The Rectified 24-cell
The rectified 24-cell is a uniform polychoron bounded by 48 cells (24 cuboctahedra, 24 cubes), 240 polygons (96 triangles, 144 squares), 288 edges, 96 vertices. It coincides with the cantellated 16-cell, due to the coincidence of the 24-cell with the rectified 16-cell.
The rectified 24-cell, as its name implies, is constructed by rectifying the 24-cell: truncating it to the midpoints of its edges. This operation reduces its octahedral cells into cuboctahedra, and introduces 24 cubical cells.
Structure
We shall explore the structure of the rectified 24-cell by looking at its cube-first parallel projection into 3D.
The above image shows the cubical cell nearest to the 4D viewpoint. For clarity, we render the rest of the cells in a transparent color and omit edges and vertices not on this cube.

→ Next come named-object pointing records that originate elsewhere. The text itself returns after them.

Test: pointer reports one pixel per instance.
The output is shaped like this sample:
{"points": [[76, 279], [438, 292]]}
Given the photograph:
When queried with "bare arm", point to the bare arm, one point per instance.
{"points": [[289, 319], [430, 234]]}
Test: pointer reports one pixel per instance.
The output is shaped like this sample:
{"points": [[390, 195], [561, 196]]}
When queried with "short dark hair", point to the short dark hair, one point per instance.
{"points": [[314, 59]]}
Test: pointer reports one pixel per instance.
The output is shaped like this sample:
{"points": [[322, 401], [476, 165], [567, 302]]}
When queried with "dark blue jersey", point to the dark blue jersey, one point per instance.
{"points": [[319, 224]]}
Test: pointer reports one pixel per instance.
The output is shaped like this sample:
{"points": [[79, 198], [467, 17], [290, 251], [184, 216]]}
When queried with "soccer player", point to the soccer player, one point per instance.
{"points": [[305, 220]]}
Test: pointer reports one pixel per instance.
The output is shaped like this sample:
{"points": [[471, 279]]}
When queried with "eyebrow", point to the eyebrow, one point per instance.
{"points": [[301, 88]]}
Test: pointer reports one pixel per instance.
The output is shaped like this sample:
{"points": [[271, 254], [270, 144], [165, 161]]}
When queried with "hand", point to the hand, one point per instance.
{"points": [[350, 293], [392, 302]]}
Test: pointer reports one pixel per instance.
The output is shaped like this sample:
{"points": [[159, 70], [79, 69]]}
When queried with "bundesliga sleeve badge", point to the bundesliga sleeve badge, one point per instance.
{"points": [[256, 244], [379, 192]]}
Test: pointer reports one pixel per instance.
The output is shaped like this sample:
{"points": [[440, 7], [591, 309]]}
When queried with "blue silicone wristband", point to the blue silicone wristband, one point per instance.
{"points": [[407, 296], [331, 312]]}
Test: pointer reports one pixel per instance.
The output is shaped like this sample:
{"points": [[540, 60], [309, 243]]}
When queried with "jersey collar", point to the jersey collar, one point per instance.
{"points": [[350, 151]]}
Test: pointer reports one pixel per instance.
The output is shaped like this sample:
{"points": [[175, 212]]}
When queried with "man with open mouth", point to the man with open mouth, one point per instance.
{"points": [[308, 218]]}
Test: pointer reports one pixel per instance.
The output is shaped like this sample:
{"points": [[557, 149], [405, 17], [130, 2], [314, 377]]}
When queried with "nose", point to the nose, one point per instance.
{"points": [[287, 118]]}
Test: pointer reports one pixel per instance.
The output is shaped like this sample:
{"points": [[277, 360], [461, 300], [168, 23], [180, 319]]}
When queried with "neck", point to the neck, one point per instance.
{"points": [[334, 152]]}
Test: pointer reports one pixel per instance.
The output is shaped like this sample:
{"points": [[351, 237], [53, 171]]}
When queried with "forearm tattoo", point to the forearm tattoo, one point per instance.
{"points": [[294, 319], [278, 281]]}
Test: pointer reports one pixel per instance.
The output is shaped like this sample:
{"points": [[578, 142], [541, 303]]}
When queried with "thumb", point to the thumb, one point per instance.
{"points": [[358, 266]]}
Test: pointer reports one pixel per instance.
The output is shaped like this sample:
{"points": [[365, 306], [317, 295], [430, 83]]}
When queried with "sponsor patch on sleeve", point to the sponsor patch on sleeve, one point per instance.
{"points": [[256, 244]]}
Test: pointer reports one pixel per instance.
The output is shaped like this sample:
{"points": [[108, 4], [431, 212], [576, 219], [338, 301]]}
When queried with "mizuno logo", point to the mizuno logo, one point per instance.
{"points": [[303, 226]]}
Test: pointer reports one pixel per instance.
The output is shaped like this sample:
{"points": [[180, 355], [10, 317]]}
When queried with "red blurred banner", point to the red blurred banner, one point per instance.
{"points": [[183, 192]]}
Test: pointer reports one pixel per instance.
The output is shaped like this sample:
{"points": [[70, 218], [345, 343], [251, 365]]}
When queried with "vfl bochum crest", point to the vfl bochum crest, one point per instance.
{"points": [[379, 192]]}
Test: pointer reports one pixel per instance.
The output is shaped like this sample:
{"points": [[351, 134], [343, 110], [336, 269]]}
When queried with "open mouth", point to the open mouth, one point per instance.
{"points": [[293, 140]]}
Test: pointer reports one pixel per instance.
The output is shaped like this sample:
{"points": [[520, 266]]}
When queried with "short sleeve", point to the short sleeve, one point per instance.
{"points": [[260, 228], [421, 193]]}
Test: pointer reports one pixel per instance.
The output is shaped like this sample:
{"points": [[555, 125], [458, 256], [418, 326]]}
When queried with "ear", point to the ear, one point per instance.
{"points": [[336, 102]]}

This cube is surrounded by 6 cuboctahedra, as shown next as 3 opposing pairs:
These cuboctahedra appear to be slightly flattened, because they lie at a 45° angle to the 4D viewpoint. In 4D, they are perfectly uniform. The next image shows all of them together:
In addition to these cuboctahedra, there are 8 cubes that touch the original cube's vertices. These are shown below:
As with the cuboctahedra, these cubes are seen at an angle, and thus appear foreshortened. They are perfectly regular in 4D. The following image shows them and the cuboctahedra together:
These 9 cubes (including the first one) and 6 cuboctahedra lie on the “northern hemisphere” of the rectified 24-cell. Past this point, there are a number of cells on its “equator”:
For the sake of clarity, we omit the cells previously seen. These 6 squares are actually 6 cubes; they have been foreshortened into squares because they are seen at a 90° angle.

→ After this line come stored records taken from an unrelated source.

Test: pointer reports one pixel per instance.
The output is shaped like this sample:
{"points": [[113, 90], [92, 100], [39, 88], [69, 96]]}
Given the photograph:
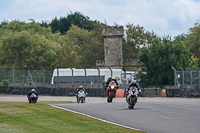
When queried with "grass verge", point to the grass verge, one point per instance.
{"points": [[22, 117]]}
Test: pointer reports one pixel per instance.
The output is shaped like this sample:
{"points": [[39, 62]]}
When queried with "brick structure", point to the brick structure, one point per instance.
{"points": [[112, 47]]}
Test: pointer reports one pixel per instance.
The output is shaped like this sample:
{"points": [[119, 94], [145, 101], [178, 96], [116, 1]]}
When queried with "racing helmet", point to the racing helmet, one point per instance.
{"points": [[80, 87], [133, 82], [113, 78]]}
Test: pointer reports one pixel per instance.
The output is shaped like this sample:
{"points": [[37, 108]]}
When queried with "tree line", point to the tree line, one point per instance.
{"points": [[76, 41]]}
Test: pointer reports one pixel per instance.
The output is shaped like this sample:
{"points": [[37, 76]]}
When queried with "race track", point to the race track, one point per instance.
{"points": [[152, 117]]}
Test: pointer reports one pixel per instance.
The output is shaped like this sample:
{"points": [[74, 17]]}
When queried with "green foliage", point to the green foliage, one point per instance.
{"points": [[80, 48], [27, 44], [136, 38], [22, 117], [193, 39], [157, 60], [63, 24]]}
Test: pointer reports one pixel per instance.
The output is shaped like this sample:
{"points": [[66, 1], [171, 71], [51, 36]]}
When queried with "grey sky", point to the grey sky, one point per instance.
{"points": [[164, 17]]}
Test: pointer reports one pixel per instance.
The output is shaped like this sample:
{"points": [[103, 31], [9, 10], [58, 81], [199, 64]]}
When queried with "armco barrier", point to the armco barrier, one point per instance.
{"points": [[92, 92]]}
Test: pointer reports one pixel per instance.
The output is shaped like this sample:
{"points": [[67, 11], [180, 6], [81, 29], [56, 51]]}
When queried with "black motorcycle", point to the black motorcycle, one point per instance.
{"points": [[131, 97], [33, 98]]}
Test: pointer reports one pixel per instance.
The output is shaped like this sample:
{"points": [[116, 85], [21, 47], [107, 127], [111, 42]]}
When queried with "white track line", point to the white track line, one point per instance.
{"points": [[95, 117]]}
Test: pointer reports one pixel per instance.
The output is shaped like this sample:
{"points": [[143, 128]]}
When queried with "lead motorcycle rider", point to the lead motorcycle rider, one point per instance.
{"points": [[133, 83], [80, 88], [30, 92], [109, 80]]}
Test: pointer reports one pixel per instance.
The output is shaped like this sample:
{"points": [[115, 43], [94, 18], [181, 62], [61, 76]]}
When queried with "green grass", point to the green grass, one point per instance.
{"points": [[22, 117]]}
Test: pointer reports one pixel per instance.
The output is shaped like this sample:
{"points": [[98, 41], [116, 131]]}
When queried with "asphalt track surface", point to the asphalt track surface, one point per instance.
{"points": [[153, 117]]}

There are 12 cuboctahedra on the equator; these fill up the remaining gaps on the equator:
Just like the cubes, these cuboctahedra are seen at a 90° angle, so they have been foreshortened into hexagons. In reality, they are perfectly uniform cuboctahedra. As can be clearly seen here, the projection envelope of the rectified 24-cell under the current cube-centered projection is a truncated rhombic dodecahedron.
After these equatorial cells, we have the cells in the “southern hemisphere” of the rectified 24-cell. These cells exactly mirror the arrangement as the northern hemisphere cells. Thus, in the northern hemisphere we have 1+8=9 cubes, on the equator we have 6 cubes, and in the southern hemisphere we have another 9 cubes, for a total of 24 cubes. There are 6 cuboctahedra in the northern hemisphere, 12 on the equator, and another 6 in the southern hemisphere, also totalling 24 cuboctahedra. In total, there are 48 cells.
The Cantellated 16-cell
Due to the coincidence of the 24-cell as the rectified 16-cell, the rectified 24-cell is the same as the cantellated 16-cell. The symmetry of the cantellated 16-cell can be clearly seen when we examine the projections of the rectified 24-cell centered on a cuboctahedron:
This is the closest cuboctahedron to the 4D viewpoint. Its 6 square faces are joined to 6 cubes:
The triangular faces of the nearest cuboctahedron are joined to another 8 cuboctahedra, shown below in two sets of four:
Here are all 8 cuboctahedra together:
And here are the 6 cubes added into the mix:
These are all the cells that lie on the near side of the rectified 24-cell from this 4D viewpoint. On the limb of the rectified 24-cell are 6 more cuboctahedra, as shown below:
For clarity, we omit the cells seen before. These cuboctahedra have been foreshortened into squares, because they are seen at a 90° angle. Joining these cuboctahedra are 12 cubes:
These cubes are perfectly regular in 4D, but they appear flattened into rectangles because they are being seen from a 90° angle.
The remaining triangular gaps are not the images of any cells; they are the triangular face where the 8 cuboctahedra from the near side touch their corresponding counterparts on the far side of the rectified 24-cell. The structure of cells on the far side exactly mirrors the near side.
In total, there are 1+8=9 cuboctahedra on the near side, 6 cuboctahedra on the limb, and another 9 cuboctahedra on the far side, giving a total of 24 cuboctahedra. There are 6 cubes on the near side, 12 on the limb, and another 6 cubes on the far side; also totalling 24 cubes.
Coordinates
The coordinates of the rectified 24-cell, which is the same as the cantellated 16-cell, are all permutations of coordinate and changes of sign of:
- (0, √2, √2, 2√2)
These coordinates give a rectified 24-cell centered on the origin with edge length 2.